19. Lover's Embrace

130 11 2
                                    




Stupid, stupid, stupid — the words echoed like reverberations in a cavernous theatre in Lucy's head. She'd chastised herself much like her mother would for making such a stupid, rash decision. Lucy knew her state of mind was too compromised to make rational choices at this point, but the idea of solidifying themselves a viable mode of transport had been all too alluring in the face of such a challenging journey.

Lucy thought of her mother again. Florence, her name had been. Sometimes she forgot that, other times it came back to the forefront of her memory like a message in a bottle floating adrift with the waves. She didn't really like to think about her mother, especially not now when she knew exactly how Florence had felt in her last moments.

Like mother, like daughter, Lucy mused cynically. Only difference was that she had someone to prolong her torture; Florence had not. Her mother had been killed shortly after her infection, and Lucy had lived without family since she was thirteen. In a sense, she resented her mother for it. Florence had been too empathetic for her own good.

But Lucy was selfish. And, sometimes, she secretly wondered if that was why; because she had seen her mother be pushed over the edge while the string of kindness that tethered her to the land of the living snapped like a brittle toothpick. Lucy dared to think that her selfishness, and her abandonment issues, were born from her mother.

She had been foolish to think that her world without kindness was her world without death.

"Lucy?" Bhu'ja rumbled from the other side of the auto shop.

The bowl of rotten fruit on the table became clearer in Lucy's vision; she didn't realise that she'd been staring. She slowly looked up, her eyes heavy, and she turned to glance at Bhu'ja, who watched her unsurely.

"Key?" The male asked.

"No," Lucy said. The man who took over the auto shop (she couldn't remember his name — Dennis? Denny?) hadn't kept any of the keys. Perhaps he'd disposed of them, or maybe he'd hidden them somewhere. Either way, it spoke of the fact that none of the cars were usable. It had been a waste of time.

It was difficult to ponder what could have happened had Bhu'ja not been there. That guy would have chained Lucy up, either here or his other place, and left her to turn. She would be nothing except a rotting guard dog for the rest of her conscious existence and then the fungus would continue to act in place of her like a puppeteer manipulating his puppets.

"Let's go," Lucy said quietly. She blinked heavily. Her insides were starting to burn again. And she hated the way Bhu'ja stared at her now like he was just waiting for her to crack like tempered glass. "Can you stop?"

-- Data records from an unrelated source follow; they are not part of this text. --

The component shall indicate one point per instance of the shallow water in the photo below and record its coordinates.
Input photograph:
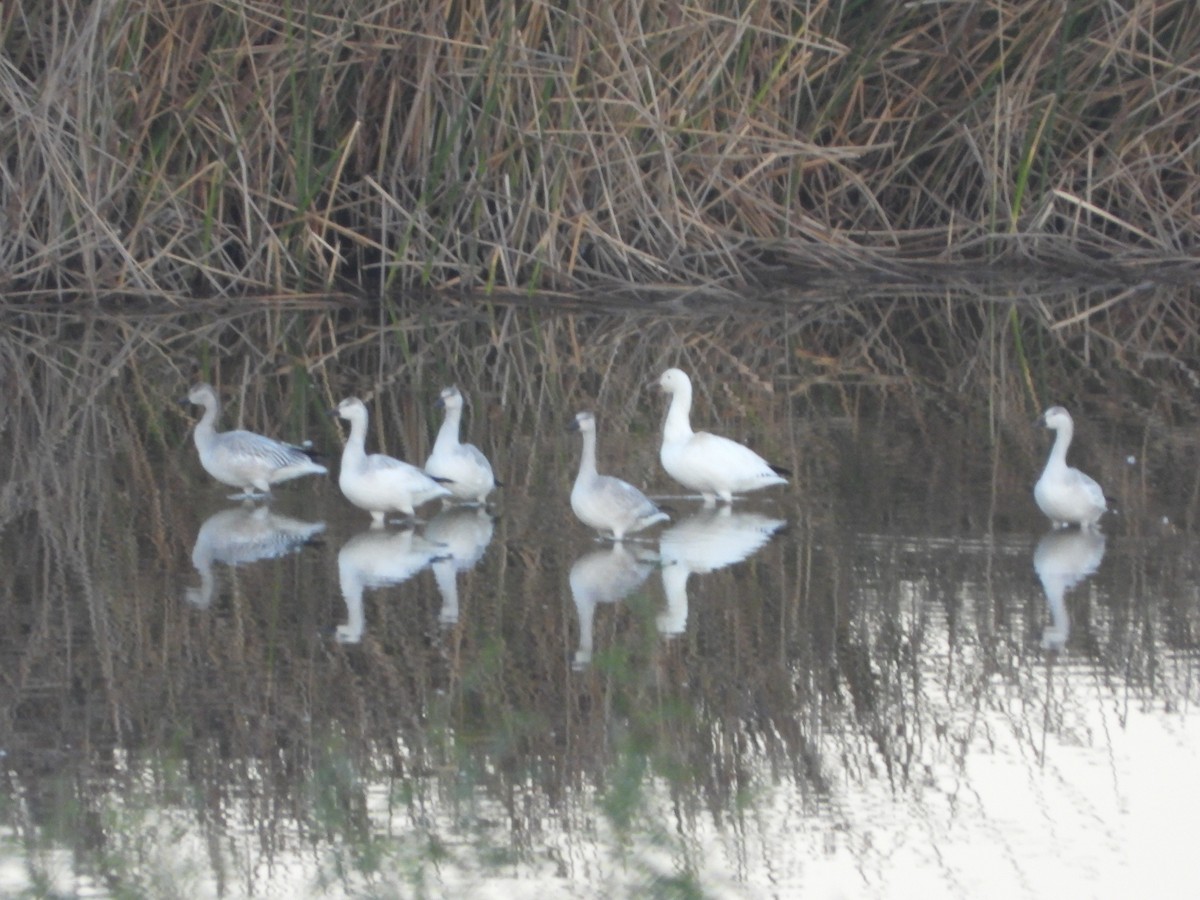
(886, 679)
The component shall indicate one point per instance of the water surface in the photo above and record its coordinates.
(886, 679)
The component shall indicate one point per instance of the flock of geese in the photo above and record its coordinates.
(712, 466)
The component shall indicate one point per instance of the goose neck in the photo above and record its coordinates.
(588, 457)
(1061, 443)
(448, 435)
(355, 444)
(678, 423)
(205, 429)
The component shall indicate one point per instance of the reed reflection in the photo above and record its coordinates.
(705, 543)
(465, 533)
(377, 558)
(239, 535)
(605, 576)
(1062, 559)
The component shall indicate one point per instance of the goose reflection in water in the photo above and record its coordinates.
(465, 534)
(375, 559)
(709, 540)
(244, 534)
(605, 576)
(1062, 559)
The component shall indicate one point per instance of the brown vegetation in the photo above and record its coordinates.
(255, 147)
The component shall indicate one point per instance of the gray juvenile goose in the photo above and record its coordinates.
(243, 459)
(604, 502)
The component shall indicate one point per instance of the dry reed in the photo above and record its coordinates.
(247, 148)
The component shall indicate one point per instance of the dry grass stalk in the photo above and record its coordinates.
(256, 148)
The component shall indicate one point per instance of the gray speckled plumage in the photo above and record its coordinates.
(243, 459)
(604, 502)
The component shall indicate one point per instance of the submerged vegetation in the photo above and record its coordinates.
(257, 147)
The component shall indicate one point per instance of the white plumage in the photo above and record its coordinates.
(604, 502)
(376, 483)
(243, 459)
(463, 468)
(712, 465)
(1063, 493)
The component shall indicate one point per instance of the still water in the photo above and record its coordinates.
(883, 679)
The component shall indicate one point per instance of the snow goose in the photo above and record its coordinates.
(604, 502)
(243, 459)
(712, 465)
(376, 483)
(1063, 493)
(462, 468)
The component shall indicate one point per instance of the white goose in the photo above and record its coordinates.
(462, 467)
(604, 502)
(243, 459)
(1063, 493)
(376, 483)
(709, 463)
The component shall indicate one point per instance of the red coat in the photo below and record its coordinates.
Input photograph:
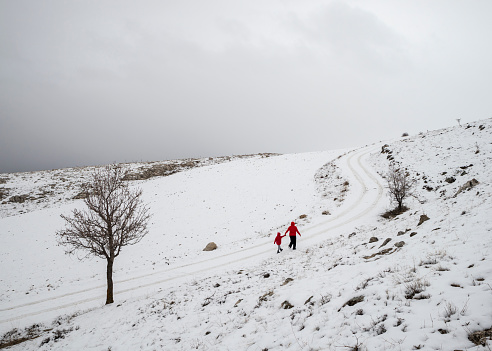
(292, 230)
(278, 239)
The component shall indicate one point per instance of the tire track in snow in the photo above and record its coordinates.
(362, 175)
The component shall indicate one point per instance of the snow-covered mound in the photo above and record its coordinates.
(358, 281)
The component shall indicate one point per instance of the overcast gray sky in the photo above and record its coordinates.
(95, 82)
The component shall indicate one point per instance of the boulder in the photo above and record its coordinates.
(385, 242)
(423, 218)
(210, 247)
(400, 244)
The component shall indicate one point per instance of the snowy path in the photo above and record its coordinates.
(366, 187)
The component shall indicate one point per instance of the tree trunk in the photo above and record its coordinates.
(109, 276)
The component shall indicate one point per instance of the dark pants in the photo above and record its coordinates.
(292, 242)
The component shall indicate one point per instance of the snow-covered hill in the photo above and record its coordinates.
(357, 281)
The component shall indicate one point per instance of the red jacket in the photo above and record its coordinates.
(278, 239)
(292, 230)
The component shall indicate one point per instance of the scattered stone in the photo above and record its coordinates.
(18, 198)
(287, 281)
(81, 195)
(353, 301)
(382, 252)
(385, 242)
(467, 186)
(286, 305)
(210, 247)
(423, 218)
(450, 180)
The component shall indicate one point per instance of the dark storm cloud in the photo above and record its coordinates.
(97, 82)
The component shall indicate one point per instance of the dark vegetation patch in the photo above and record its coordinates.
(390, 214)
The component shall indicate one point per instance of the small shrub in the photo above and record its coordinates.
(390, 214)
(480, 337)
(415, 287)
(449, 310)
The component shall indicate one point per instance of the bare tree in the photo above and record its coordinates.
(115, 217)
(399, 185)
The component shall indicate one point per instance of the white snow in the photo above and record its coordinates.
(171, 295)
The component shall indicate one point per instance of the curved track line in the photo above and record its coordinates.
(350, 209)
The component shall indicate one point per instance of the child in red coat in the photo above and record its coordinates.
(278, 241)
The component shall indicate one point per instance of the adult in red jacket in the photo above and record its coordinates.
(292, 230)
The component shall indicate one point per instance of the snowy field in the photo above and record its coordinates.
(356, 282)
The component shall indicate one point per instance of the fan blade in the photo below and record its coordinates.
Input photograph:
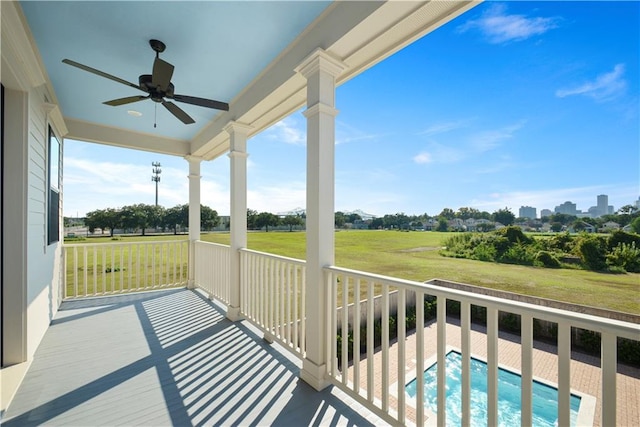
(202, 102)
(162, 73)
(127, 100)
(102, 74)
(178, 112)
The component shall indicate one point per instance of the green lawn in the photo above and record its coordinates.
(414, 256)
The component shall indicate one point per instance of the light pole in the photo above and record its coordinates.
(156, 176)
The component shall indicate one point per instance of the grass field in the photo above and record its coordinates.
(414, 256)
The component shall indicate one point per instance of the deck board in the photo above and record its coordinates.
(167, 358)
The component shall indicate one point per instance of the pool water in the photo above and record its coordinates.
(545, 398)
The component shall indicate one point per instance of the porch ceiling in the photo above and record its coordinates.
(243, 53)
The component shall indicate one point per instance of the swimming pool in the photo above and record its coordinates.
(545, 397)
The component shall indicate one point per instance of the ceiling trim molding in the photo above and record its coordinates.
(55, 117)
(18, 48)
(125, 138)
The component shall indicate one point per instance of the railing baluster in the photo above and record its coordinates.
(356, 336)
(332, 312)
(296, 319)
(609, 368)
(288, 300)
(526, 367)
(370, 340)
(465, 324)
(104, 269)
(402, 327)
(419, 358)
(113, 269)
(564, 373)
(95, 268)
(75, 270)
(303, 313)
(492, 366)
(385, 348)
(122, 249)
(85, 272)
(441, 415)
(282, 300)
(345, 330)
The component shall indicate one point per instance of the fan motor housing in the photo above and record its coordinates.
(145, 81)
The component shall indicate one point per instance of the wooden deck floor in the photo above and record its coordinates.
(167, 358)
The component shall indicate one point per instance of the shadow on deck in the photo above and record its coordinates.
(167, 358)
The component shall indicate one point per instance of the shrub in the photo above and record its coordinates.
(546, 259)
(484, 252)
(619, 236)
(513, 235)
(625, 256)
(517, 254)
(591, 250)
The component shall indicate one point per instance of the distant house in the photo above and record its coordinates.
(582, 226)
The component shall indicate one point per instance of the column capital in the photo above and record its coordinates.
(320, 108)
(237, 127)
(235, 153)
(320, 60)
(191, 158)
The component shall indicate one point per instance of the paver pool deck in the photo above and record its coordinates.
(585, 369)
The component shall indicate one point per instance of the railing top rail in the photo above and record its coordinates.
(581, 320)
(220, 245)
(153, 242)
(273, 256)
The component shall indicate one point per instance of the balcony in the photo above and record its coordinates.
(171, 357)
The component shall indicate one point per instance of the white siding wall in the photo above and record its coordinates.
(43, 260)
(31, 270)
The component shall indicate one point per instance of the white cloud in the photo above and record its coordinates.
(500, 27)
(422, 158)
(492, 139)
(584, 197)
(280, 198)
(603, 88)
(444, 127)
(289, 131)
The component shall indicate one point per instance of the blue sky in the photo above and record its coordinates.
(511, 104)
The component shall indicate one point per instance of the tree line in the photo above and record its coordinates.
(143, 217)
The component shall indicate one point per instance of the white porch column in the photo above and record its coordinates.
(194, 213)
(320, 70)
(238, 133)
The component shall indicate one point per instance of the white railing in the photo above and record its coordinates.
(95, 269)
(382, 389)
(212, 269)
(272, 292)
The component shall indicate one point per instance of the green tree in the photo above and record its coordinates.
(376, 223)
(292, 221)
(208, 218)
(504, 216)
(177, 216)
(447, 213)
(252, 216)
(266, 219)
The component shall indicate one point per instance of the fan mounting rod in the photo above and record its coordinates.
(157, 45)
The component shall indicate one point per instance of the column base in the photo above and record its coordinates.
(314, 375)
(233, 314)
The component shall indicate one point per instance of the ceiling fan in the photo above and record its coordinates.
(157, 86)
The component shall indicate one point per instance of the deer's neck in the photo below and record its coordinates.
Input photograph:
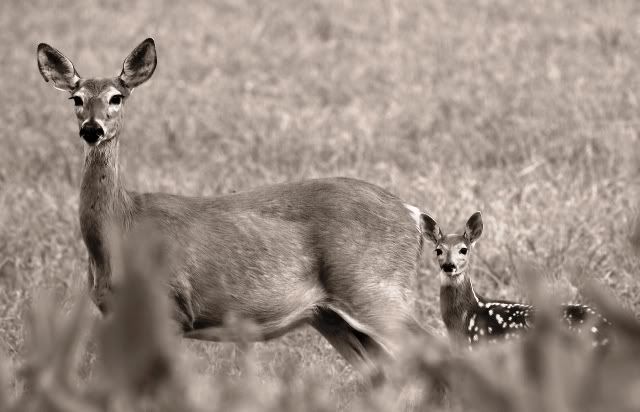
(457, 301)
(104, 203)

Bhu'ja grunted and turned his head to look out the doors. He knew that Lucy hated it when he stared. She saw something in his eyes, and he didn't really know what it was. Perhaps she could spy the swarms of deep-rooted guilt that traipsed up and down the tight fibres of all the nerve plexuses in his yearning body, stretching and branching to the tips of his fingers and toes. It burned with every step and was exacerbated when he saw the product of his own selfishness. Bhu'ja tried to hide his commiseration for the sprouting seeds of woe that he'd unwittingly helped plant every time he looked at her. Maybe that's what she saw.

Because he had only intended to bring her home.

He had only wanted to feel her warmth against him again.

And he had only walked her to Death's doorstep.